Cuando hablaba de esto, que había leído en las Causas célebres, madame Bartas y su hija se reían.
—No diga usted que va a Bicêtre —me dijo Atalia una vez.
—¿Por qué?
—Porque van a decir que debía usted estar allí.
—¡Ah, ya! ¿Lo dice usted porque allí hay un manicomio? Yo tengo poco de loco. Creo que soy demasiado cuerdo.
Fui varias veces también por la calle Vergniaud, cruzando el bulevar Blanqui, a ver el barrio de la Glacière (la Nevera), antiguo valle por donde corre el arroyo de la Bièvre, que en gran parte se halla oculto. Este arroyo, de curtidores y de tintoreros, pasa por unas huertas de la antigua isla de los Monos y por cerca de fábricas con grandes chimeneas; se acerca a la manufactura de los Gobelinos, marcha luego hacia el Jardín de Plantas y desaparece bajo tierra y desemboca en el Sena, hacia el puente de Austerlitz. Por allí estaba la calle de Croulebarbe.

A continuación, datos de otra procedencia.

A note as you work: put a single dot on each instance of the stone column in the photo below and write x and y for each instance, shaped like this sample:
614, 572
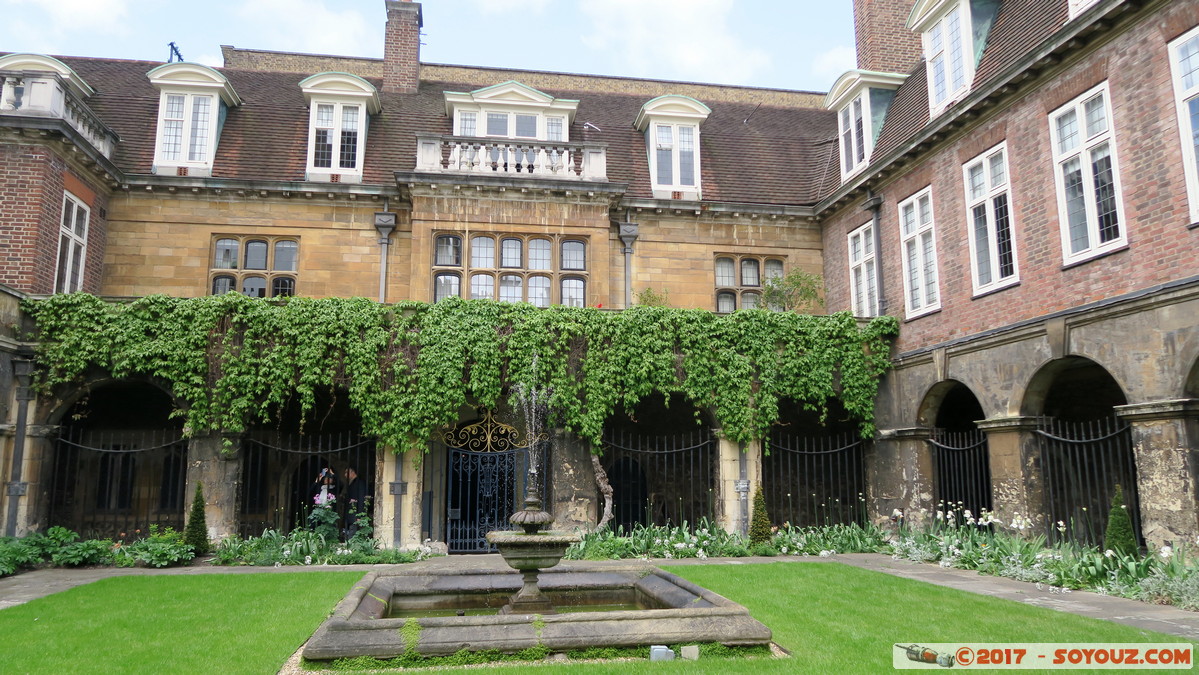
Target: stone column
572, 499
899, 475
733, 480
215, 460
1017, 478
1166, 445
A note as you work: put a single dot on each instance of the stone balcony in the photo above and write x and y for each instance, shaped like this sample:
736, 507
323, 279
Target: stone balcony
48, 96
511, 158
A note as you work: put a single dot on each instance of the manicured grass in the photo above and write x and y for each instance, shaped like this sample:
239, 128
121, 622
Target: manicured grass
832, 618
221, 624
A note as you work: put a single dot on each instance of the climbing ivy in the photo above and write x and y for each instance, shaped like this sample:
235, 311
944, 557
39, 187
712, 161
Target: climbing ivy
407, 369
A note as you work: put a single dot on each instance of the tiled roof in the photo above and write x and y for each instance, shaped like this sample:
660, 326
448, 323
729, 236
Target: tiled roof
1019, 26
753, 152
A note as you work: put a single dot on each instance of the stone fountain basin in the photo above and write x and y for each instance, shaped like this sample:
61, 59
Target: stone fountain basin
673, 610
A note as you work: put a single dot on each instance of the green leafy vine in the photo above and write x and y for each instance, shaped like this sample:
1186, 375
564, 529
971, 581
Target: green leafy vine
407, 369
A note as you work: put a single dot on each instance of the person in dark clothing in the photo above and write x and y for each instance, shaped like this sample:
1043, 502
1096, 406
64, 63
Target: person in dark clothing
355, 495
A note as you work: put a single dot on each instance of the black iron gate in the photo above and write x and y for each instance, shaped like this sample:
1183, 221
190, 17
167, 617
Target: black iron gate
487, 474
116, 483
661, 480
814, 480
279, 471
1083, 464
963, 470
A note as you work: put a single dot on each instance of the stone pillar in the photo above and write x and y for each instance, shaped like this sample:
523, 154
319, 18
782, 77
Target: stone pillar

Esta me recordaba a Fiechi, el de la máquina infernal cuya vida había leído en las Causas célebres.
Flechi, el del atentado contra Luis Felipe, vivía en la calle de Croulebarbe, en el ángulo de la calle del Canto de la Alondra, que ahora no existe, y se reunía con sus cómplices en el muelle de Austerlitz.
Olivier, el ilustre químico, cuando supo que paseaba por la Glacière, me dio una explicación referente al barrio y al arroyo que lo cruzaba.

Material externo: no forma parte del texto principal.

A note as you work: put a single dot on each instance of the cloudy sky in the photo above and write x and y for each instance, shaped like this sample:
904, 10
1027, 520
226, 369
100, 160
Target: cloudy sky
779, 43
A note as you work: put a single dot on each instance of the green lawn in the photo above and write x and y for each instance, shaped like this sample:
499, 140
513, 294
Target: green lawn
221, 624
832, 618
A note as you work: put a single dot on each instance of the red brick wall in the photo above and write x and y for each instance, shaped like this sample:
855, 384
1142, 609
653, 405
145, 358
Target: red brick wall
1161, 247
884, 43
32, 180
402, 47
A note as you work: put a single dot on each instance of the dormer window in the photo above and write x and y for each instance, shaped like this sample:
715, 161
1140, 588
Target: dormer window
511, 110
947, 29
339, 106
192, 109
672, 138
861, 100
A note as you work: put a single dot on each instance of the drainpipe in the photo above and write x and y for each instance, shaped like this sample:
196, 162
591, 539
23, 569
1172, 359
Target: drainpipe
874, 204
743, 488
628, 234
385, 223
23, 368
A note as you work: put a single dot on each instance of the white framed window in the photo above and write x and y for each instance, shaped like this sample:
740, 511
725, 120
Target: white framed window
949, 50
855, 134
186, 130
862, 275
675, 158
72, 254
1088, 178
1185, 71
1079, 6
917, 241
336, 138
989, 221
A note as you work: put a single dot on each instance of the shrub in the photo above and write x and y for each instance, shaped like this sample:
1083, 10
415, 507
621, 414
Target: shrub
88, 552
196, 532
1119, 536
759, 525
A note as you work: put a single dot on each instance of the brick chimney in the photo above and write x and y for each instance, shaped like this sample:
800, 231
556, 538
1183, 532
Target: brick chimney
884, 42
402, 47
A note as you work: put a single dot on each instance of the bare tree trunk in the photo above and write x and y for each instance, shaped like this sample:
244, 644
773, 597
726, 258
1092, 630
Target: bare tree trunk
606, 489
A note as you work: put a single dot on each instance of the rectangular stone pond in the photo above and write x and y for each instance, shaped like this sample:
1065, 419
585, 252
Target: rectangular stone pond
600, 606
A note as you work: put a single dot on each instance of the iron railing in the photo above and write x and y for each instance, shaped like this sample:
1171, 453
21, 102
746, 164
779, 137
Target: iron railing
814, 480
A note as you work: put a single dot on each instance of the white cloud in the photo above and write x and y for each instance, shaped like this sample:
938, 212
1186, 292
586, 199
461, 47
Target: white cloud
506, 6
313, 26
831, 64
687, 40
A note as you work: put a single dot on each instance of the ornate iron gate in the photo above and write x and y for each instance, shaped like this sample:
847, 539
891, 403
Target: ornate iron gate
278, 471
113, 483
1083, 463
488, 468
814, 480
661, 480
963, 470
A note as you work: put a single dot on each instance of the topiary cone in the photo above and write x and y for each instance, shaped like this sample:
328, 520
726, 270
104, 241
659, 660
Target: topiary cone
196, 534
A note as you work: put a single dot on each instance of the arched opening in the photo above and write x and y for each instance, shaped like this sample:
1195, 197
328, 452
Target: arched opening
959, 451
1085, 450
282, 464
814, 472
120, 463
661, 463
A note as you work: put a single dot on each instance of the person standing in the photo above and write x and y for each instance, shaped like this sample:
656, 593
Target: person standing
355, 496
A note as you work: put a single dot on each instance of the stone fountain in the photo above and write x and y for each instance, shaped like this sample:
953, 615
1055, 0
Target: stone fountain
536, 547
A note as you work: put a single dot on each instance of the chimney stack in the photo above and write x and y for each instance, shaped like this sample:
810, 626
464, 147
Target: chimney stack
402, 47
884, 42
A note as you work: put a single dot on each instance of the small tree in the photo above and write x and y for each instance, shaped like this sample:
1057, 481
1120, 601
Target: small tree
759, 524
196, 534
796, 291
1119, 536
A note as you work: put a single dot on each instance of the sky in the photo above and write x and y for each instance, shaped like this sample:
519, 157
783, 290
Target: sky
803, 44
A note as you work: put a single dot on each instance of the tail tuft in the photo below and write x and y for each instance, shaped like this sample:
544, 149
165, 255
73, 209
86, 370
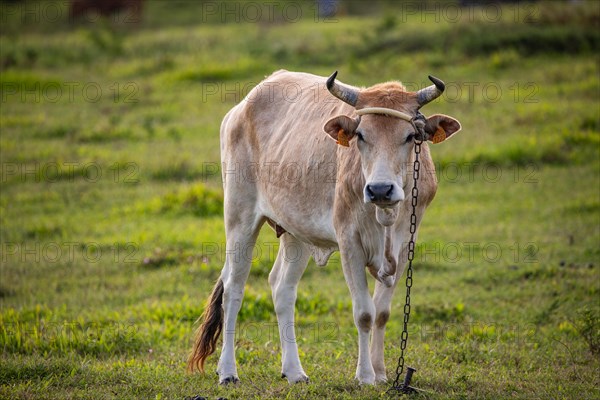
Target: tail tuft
208, 332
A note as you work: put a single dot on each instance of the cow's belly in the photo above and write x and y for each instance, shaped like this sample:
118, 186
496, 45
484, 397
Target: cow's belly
304, 218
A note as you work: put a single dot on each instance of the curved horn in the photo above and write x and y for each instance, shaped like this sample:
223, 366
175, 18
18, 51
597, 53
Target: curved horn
432, 92
341, 91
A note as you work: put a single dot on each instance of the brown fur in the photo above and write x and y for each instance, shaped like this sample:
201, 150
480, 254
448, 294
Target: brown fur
390, 95
208, 332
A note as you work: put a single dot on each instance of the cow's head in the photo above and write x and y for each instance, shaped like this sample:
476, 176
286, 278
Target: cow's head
383, 128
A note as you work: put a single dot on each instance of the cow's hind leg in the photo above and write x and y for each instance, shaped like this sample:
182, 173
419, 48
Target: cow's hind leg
242, 227
289, 266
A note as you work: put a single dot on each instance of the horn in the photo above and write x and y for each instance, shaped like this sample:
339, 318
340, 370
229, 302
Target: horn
345, 93
432, 92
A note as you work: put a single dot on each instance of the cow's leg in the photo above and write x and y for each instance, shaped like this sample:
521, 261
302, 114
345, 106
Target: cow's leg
242, 229
363, 310
382, 297
289, 266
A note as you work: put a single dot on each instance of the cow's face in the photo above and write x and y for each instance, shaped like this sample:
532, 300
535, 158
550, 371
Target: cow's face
385, 145
385, 141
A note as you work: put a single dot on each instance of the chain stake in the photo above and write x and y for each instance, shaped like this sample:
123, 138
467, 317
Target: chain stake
405, 386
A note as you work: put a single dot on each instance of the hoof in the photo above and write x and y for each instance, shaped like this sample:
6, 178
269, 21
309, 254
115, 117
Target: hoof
228, 380
300, 378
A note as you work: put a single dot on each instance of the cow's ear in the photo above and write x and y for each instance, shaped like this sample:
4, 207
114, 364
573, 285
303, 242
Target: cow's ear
440, 127
341, 129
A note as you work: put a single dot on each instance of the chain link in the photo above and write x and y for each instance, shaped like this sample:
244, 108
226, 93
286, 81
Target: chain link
411, 255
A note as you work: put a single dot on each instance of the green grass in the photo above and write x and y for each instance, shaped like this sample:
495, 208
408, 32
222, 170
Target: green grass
111, 207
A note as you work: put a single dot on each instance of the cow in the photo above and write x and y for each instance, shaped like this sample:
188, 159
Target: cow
364, 138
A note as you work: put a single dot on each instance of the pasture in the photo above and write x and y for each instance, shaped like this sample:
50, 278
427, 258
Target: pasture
111, 203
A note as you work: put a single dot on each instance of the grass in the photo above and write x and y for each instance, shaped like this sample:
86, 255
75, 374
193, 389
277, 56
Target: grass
110, 208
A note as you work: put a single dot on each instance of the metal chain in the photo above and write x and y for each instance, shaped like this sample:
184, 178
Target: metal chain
411, 255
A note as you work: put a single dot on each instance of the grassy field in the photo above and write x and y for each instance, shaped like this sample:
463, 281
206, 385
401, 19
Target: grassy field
111, 201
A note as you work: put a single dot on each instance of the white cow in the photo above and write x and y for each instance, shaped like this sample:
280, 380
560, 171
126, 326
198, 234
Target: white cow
348, 196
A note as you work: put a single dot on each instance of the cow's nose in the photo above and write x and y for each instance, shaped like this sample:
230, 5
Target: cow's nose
380, 192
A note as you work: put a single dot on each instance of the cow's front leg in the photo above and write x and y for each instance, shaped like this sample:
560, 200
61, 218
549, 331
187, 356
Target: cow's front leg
289, 266
382, 298
353, 263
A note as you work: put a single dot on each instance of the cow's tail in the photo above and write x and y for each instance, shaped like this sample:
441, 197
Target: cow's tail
208, 332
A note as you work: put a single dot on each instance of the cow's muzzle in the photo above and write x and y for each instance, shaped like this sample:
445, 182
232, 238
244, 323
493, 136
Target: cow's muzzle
383, 194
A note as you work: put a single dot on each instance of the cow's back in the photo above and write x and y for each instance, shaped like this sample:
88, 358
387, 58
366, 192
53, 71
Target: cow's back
275, 154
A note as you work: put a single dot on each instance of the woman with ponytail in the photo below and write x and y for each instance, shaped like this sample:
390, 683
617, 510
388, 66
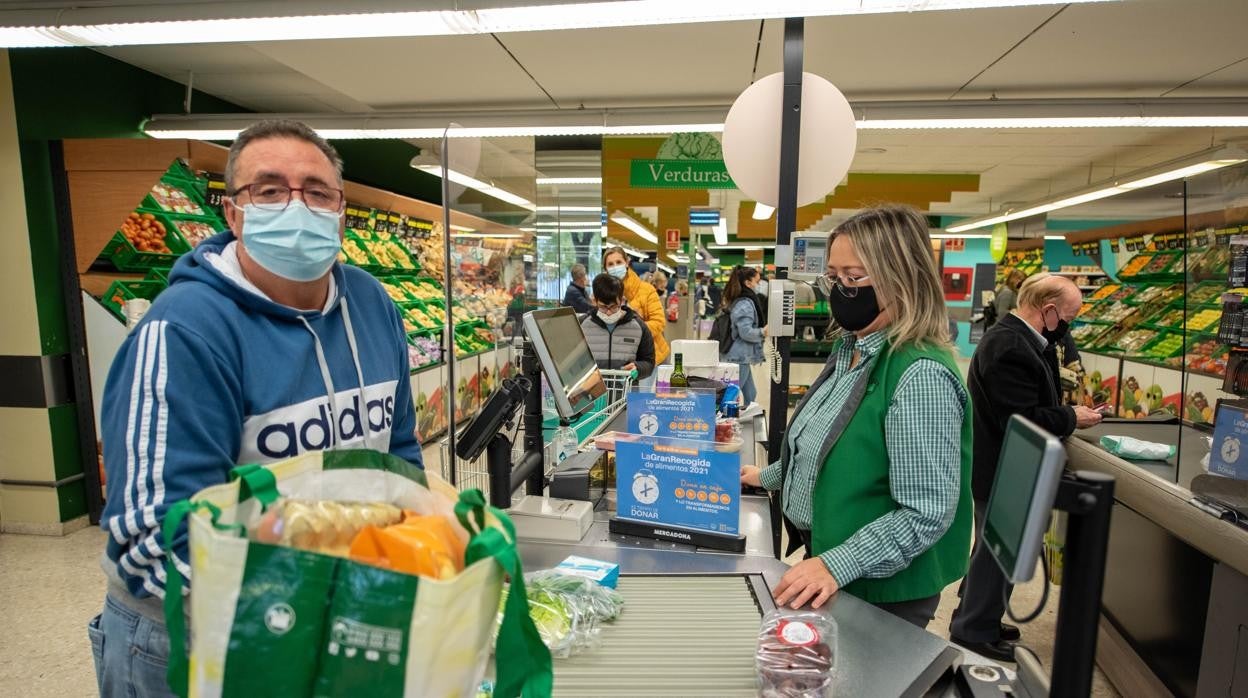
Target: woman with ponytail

—El arroyo de la Bièvre —me dijo— se llama también de los Gobelinos. Los Gobelinos son una clase de duendes. Pero este arroyo, como la fábrica de tapices, no tienen nada que ver con los duendes. Su nombre procede de una familia de tintoreros venida del norte de Francia, o de Bélgica, que se llamaba Gobelín. Rabelais cuenta, en Pantagruel, que este arroyo lo había producido una venganza de Panurgo. Este, incomodado con una dama que le había negado sus favores y que vivía en el barrio, hizo que fueran a su casa seiscientos catorce mil perros, y se orinaron allí, de lo que se formó la Bièvre.
Cuando contaba a las señoras de casa por dónde paseaba, ellas me decían:
—¡Qué mal gusto tiene usted!
—Me entretiene, más que ir al centro, pasear por aquí, por los alrededores.
Aquellas barriadas de Gentilly y de Bicêtre, de casas pequeñas, con barracas, carnicerías y tabernas, me atraían, rimaban con la aridez y la tristeza de mi espíritu.
El domingo, por las tardes, iba a Bicêtre, al mercado de las Pulgas. Había leído que se contaba como una verdad la fábula de que Salomón de Caus, uno de los precursores de la máquina de vapor, había muerto en una de las celdas del manicomio.
El manicomio y el asilo de esta aldea no eran tristes de aspecto; más bien, alegres. Había árboles y verdura.
Hacía años, como había allí también cárcel, solían tener a los condenados a la pena de muerte. Estuvieron guardados los sargentos de La Rochela, antes que fueran trasladados a la Conserjería; un joven, Ulbach, que mató a una pastora de Ivry en la calle de Croulebarbe, y otros criminales.
El abate que acompañaba a los condenados era el abate Montes, que, por su apellido, debía de ser de origen español. Algunos que sabían que había otro Montes en Madrid, matador de toros, hacían chistes sobre el oficio de los dos.
Eran las afueras, los días de fiesta, más tristes que de ordinario, con las tiendas y las casas cerradas. Se veían chimeneas de fábricas, grandes depósitos sostenidos en columnas, que parecían copas y que se destacaban en el aire un poco turbio.
Entraba, a veces, en los cementerios de barrio, llenos de sepulturas de mármol y de bronce, con estatuas, bajorrelieves, ánforas y bustos de señores de bigote y perilla. Leía los epitafios, y me enteraba que eran de la familia tal y cual, en donde abundaban señores de posición elevada y caballeros de la Legión de Honor. En estos cementerios solía haber señoras y señoritas de luto con mantos negros, que limpiaban cuidadosamente las tumbas con una escobilla, o las adornaban con flores naturales o artificiales.